Cass. 17142/08, 6504/07, 3682/07);

che deve peraltro, più specificamente considerarsi che il versamento previsto dal D.Lgs. n. 472 del 1997, art. 16, comma 3, integrando esercizio della facoltà del contribuente di definire il contesto con pagamento di una percentuale sulla pena edittale, configura tipica oblazione, la quale, secondo la giurisprudenza di questa corte, in quanto disposta per prevenire od elidere ogni contesa sull’an e sul quantum della sanzione, preclude definitivamente sia al contribuente che se ne sia avvalso sia all’Ufficio finanziario, che ha riscosso le somme versate a quel titolo, ogni sindacato sui presupposti e sulle condizioni di applicazione delle sanzioni, (cfr.
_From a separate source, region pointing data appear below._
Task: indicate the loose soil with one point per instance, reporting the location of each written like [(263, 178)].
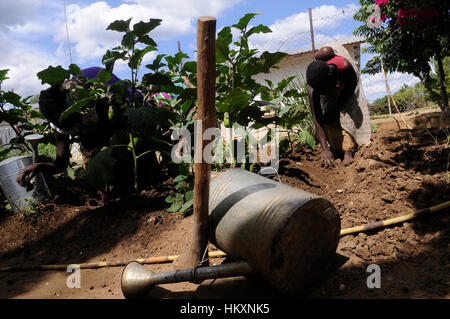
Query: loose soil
[(398, 173)]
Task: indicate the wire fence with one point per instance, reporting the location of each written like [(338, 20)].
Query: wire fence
[(405, 89)]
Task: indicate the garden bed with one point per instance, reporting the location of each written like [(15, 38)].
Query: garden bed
[(396, 174)]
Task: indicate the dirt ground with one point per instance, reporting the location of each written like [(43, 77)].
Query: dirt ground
[(396, 174)]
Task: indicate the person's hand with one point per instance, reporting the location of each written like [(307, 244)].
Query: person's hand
[(24, 177), (327, 159)]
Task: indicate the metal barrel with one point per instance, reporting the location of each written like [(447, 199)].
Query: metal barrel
[(18, 197), (287, 235)]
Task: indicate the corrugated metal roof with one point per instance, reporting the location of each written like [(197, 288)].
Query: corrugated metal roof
[(350, 40)]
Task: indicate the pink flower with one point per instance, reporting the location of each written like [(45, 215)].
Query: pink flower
[(382, 2)]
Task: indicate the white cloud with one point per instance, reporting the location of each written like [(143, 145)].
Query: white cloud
[(294, 31), (87, 25), (24, 62), (375, 86), (17, 12)]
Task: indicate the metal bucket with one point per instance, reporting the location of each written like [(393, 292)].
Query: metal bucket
[(287, 235), (19, 197)]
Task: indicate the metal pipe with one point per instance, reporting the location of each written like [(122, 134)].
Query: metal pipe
[(104, 264), (40, 184), (137, 281)]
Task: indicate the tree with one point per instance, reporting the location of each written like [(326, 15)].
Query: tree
[(406, 35)]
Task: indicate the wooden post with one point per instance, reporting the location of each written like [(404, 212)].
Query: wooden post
[(390, 96), (206, 115), (311, 29)]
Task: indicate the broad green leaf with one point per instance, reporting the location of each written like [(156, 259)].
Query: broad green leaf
[(156, 64), (258, 29), (74, 69), (264, 63), (100, 171), (120, 25), (129, 40), (243, 22), (104, 76), (53, 75), (142, 28), (189, 195), (223, 41), (147, 40), (3, 74), (12, 98), (179, 178), (233, 101), (143, 120), (77, 106), (138, 55)]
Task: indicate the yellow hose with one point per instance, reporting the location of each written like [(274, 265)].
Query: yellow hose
[(395, 220), (218, 253)]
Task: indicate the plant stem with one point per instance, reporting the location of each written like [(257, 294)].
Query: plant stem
[(133, 151)]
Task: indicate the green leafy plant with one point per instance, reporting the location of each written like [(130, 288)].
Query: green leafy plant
[(138, 127), (290, 105), (183, 199)]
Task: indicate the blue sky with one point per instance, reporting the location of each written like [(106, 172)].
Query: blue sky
[(35, 33)]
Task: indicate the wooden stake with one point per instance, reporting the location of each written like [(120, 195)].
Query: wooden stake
[(311, 30), (390, 96), (206, 94)]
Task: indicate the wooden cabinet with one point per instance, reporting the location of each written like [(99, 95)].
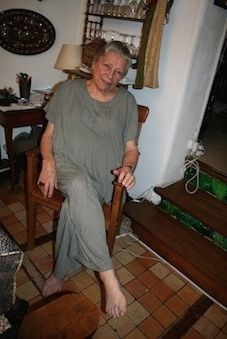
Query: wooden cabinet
[(100, 15)]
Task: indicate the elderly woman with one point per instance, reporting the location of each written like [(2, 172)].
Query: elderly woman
[(90, 137)]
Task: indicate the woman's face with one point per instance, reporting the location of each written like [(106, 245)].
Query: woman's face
[(108, 70)]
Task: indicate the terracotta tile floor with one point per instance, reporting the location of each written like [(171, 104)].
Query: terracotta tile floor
[(156, 294)]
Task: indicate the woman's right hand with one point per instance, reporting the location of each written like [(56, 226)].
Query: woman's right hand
[(47, 181)]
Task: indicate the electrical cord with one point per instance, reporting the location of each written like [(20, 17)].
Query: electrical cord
[(192, 164)]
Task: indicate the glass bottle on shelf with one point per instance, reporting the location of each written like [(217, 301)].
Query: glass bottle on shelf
[(95, 6), (140, 12), (133, 5)]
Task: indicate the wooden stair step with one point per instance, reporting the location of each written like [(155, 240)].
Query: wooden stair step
[(201, 205), (196, 257)]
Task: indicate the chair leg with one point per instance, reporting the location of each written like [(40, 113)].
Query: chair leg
[(31, 224)]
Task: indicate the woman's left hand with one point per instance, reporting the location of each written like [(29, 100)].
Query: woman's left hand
[(125, 176)]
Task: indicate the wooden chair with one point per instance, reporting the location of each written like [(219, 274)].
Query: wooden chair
[(34, 197)]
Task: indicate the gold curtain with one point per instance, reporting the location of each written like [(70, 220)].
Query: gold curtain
[(148, 61)]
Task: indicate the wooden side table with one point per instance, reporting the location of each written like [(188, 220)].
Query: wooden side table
[(11, 119)]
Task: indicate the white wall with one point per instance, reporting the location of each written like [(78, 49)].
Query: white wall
[(189, 54), (67, 18), (190, 49)]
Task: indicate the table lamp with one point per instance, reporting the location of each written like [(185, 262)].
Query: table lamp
[(69, 57)]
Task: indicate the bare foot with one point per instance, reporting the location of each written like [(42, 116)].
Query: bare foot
[(115, 299), (52, 285)]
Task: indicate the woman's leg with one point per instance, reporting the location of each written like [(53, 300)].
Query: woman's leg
[(81, 238)]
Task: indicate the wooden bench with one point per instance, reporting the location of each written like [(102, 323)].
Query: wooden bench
[(69, 316)]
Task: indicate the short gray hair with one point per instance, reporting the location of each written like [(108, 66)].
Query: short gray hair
[(118, 47)]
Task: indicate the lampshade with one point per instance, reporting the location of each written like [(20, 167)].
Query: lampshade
[(69, 57)]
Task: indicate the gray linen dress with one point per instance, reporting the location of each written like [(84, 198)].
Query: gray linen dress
[(89, 142)]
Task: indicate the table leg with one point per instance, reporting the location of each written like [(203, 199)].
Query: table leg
[(10, 152)]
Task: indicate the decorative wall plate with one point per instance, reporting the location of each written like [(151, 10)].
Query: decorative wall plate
[(25, 32)]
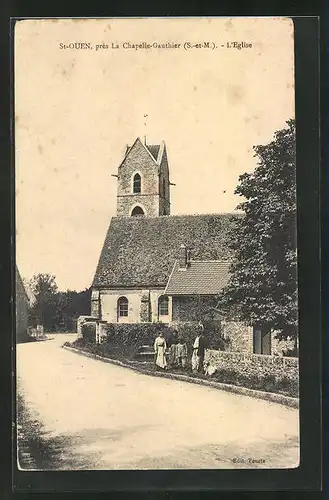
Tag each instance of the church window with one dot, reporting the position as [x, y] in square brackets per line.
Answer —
[137, 187]
[122, 307]
[163, 304]
[137, 211]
Cass. 11154/06, 1853/00, 12515/95, 6119/92).

– che il secondo motivo resta assorbito;

ritenuto:

– che, pertanto, il ricorso va accolto, nelle forme di cui agli artt. 375 e 380 bis c.p.c.;

che, non risultando necessari ulteriori accertamenti di fatto, la causa, ai sensi dell’art. 384 c.p.c., comma 1, ult. parte, va decisa nel merito, con il rigetto del ricorso introduttivo del contribuente;

– che, per la natura della controversia e tutte le implicazioni della fattispecie, si ravvisano le condizioni per disporre la compensazione delle spese dei gradi di merito e la condanna del contribuente, in base al criterio della soccombenza, alla refusione alla controparte delle spese del presente giudizio di legittimità, liquidate in complessivi Euro 700,00 (di cui Euro 500,00 per onorario), oltre spese generali ed accessori di legge.

P.Q.M.

la Corte: accoglie il ricorso; cassa la sentenza impugnata e, decidendo nel merito, rigetta il ricorso introduttivo del contribuente; compensa le spese dei gradi di merito e condanna il contribuente alla refusione alla controparte delle spese del presente giudizio di legittimità, liquidate in complessivi Euro 700,00 (di cui Euro 500,00 per onorario), oltre spese generali ed accessori di legge.

Così deciso in Roma, nella Camera di consiglio, il 22 ottobre 2009.